Relationship With Orthodontics

Orthodontists have long recognized that braces can straighten teeth, but if the underlying muscle dysfunction isn’t addressed, the teeth tend to drift back. This is especially true for open bites, where the front teeth don’t meet when the jaw is closed. If a tongue thrust swallow continues after braces come off, the tongue keeps pushing the teeth apart.

Research supports combining the two approaches. One retrospective study found that myofunctional therapy paired with orthodontic treatment was more effective than orthodontics alone at preventing open bite relapse. In another study, 90.3% of children achieved proper lip seal after therapy that included lip massage and tongue training, and open bites shrank by an average of 2.1 millimeters over 12 months. A systematic review found that myofunctional therapy carried a lower relative risk of open bite relapse compared to surgical approaches and both fixed and removable dental appliances, though the authors noted the evidence base is still limited.
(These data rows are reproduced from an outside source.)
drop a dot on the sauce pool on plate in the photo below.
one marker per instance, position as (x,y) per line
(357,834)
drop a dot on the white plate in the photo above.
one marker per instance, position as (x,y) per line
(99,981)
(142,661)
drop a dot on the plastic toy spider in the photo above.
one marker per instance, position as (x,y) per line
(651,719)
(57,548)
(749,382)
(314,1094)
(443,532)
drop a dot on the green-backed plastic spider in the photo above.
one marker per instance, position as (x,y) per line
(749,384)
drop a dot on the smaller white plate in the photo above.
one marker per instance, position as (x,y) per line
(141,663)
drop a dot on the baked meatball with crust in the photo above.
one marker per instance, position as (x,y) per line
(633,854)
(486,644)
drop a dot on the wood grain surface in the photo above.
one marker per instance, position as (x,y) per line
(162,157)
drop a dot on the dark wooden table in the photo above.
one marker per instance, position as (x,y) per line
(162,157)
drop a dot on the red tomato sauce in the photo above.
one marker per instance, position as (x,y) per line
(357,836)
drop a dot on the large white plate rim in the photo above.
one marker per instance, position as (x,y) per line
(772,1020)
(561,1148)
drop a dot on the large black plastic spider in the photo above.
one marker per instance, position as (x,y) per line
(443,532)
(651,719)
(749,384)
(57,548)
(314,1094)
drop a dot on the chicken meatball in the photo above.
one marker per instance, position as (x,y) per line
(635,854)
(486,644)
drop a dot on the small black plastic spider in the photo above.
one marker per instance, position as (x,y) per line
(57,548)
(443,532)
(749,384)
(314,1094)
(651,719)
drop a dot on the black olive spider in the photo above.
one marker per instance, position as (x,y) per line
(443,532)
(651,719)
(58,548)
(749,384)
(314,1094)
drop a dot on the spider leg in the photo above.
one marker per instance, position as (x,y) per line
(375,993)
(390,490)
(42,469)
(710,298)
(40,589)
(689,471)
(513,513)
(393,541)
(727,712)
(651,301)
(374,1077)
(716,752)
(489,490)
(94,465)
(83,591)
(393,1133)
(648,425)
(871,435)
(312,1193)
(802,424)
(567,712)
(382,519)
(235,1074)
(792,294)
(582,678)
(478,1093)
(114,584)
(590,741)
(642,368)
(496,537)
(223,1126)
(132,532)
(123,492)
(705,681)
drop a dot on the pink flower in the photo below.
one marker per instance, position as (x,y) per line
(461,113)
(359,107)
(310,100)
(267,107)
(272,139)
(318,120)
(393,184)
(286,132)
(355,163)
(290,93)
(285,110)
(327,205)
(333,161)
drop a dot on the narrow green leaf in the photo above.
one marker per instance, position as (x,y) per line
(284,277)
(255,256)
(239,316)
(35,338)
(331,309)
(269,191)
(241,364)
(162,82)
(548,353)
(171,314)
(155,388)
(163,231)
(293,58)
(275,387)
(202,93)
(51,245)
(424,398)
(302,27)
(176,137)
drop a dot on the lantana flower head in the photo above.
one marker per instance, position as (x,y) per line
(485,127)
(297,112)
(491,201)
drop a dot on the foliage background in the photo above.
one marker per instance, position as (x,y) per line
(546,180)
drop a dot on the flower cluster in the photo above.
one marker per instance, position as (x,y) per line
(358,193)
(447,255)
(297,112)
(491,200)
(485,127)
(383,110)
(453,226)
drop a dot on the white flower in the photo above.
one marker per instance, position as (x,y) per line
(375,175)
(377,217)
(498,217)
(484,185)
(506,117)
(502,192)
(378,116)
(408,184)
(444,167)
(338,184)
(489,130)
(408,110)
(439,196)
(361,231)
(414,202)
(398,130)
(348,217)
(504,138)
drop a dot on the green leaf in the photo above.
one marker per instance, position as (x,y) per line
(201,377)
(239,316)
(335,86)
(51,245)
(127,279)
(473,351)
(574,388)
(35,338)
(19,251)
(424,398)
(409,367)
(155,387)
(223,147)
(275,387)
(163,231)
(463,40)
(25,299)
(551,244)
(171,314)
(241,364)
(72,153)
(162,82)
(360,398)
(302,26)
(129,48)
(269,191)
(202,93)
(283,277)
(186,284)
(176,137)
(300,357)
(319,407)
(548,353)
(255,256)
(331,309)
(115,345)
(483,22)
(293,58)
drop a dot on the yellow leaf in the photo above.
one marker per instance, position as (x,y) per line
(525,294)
The takeaway is practical: if you or your child is getting orthodontic treatment for an open bite or other malocclusion linked to tongue or lip dysfunction, myofunctional therapy before, during, or after braces can help protect that investment by addressing the muscle habits that caused the problem in the first place.

Who Provides This Therapy

Orofacial myofunctional therapy is delivered by trained professionals, most commonly speech-language pathologists, though some dental hygienists and other clinicians pursue specialized certification. The International Association of Orofacial Myology (IAOM) is the primary professional organization in the field. Because OMDs overlap with dental, orthodontic, ENT, and sleep medicine concerns, treatment often involves a team. Speech-language pathologists handle the muscle retraining but don’t diagnose dental malocclusions or jaw joint disorders. Those assessments come from dentists, orthodontists, or oral surgeons working alongside the myofunctional therapist.